Sorokina, Marija; M C Teixeira, João; Barrera-Vilarmau, Susana; Paschke, Reinhard; Papasotiriou, Ioannis; Rodrigues, João P G L M; Kastritis, Panagiotis L.
  • Sorokina M; Institute of Biochemistry and Biotechnology, Martin Luther University Halle-Wittenberg, Kurt-Mothes-Str. 3, 06120, Halle/Saale, Germany.
  • M C Teixeira J; RGCC International GmbH, Baarerstrasse 95, Zug, 6300, Switzerland.
  • Barrera-Vilarmau S; BioSolutions GmbH, Weinbergweg 22, 06120, Halle/Saale, Germany.

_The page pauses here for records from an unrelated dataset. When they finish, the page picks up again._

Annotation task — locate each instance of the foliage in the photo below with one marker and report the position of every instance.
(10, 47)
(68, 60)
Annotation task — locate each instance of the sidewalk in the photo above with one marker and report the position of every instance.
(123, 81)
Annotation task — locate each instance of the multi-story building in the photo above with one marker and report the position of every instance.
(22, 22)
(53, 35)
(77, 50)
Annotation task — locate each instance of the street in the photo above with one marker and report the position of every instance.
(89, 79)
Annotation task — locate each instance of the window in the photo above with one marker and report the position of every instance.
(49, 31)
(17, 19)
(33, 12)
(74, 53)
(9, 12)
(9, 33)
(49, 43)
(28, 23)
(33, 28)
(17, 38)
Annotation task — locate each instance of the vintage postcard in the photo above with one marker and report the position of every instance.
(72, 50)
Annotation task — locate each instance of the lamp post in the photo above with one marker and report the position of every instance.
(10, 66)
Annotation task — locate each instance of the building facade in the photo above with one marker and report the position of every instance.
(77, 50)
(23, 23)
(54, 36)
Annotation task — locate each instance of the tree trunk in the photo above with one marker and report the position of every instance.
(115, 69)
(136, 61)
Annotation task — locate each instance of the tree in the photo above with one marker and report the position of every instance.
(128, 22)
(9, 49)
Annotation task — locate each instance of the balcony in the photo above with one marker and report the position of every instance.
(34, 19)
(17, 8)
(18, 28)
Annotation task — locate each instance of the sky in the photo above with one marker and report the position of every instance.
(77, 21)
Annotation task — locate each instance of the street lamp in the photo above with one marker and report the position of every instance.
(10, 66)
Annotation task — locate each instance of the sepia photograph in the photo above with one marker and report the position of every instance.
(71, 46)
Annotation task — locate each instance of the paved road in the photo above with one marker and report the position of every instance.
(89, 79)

  • Paschke R; Program in Molecular Medicine, Hospital for Sick Children, Toronto, Ontario, M5G 0A4, Canada.
  • Papasotiriou I; Institute of Advanced Chemistry of Catalonia (IQAC), CSIC, Jordi Girona, 18-26, 08034, Barcelona, Spain.

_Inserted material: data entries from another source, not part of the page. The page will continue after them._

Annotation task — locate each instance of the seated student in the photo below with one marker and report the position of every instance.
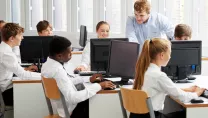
(11, 37)
(2, 23)
(182, 32)
(15, 49)
(102, 30)
(60, 54)
(44, 28)
(151, 79)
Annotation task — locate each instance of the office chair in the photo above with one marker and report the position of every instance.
(135, 101)
(52, 92)
(4, 108)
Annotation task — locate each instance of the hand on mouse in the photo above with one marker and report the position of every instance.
(107, 84)
(81, 68)
(32, 68)
(199, 90)
(96, 77)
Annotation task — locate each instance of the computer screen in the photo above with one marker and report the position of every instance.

  • Rodrigues JPGLM; BioSolutions GmbH, Weinbergweg 22, 06120, Halle/Saale, Germany.
  • Kastritis PL; Biozentrum, Martin Luther University Halle-Wittenberg, Weinbergweg 22, 06120, Halle/Saale, Germany.
Sci Data ; 7(1): 309, 2020 09 16.
Article in English | MEDLINE | ID: covidwho-772950
ABSTRACT
Emergence of coronaviruses poses a threat to global health and economy. The current outbreak of SARS-CoV-2 has infected more than 28,000,000 people and killed more than 915,000. To date, there is no treatment for coronavirus infections, making the development of therapies to prevent future epidemics of paramount importance. To this end, we collected information regarding naturally-occurring variants of the Angiotensin-converting enzyme 2 (ACE2), an epithelial receptor that both SARS-CoV and SARS-CoV-2 use to enter the host cells. We built 242 structural models of variants of human ACE2 bound to the receptor binding domain (RBD) of the SARS-CoV-2 surface spike glycoprotein (S protein) and refined their interfaces with HADDOCK. Our dataset includes 140 variants of human ACE2 representing missense mutations found in genome-wide studies, 39 mutants with reported effects on the recognition of the RBD, and 63 predictions after computational alanine scanning mutagenesis of ACE2-RBD interface residues. This dataset will help accelerate the design of therapeutics against SARS-CoV-2, as well as contribute to prevention of possible future coronaviruses outbreaks.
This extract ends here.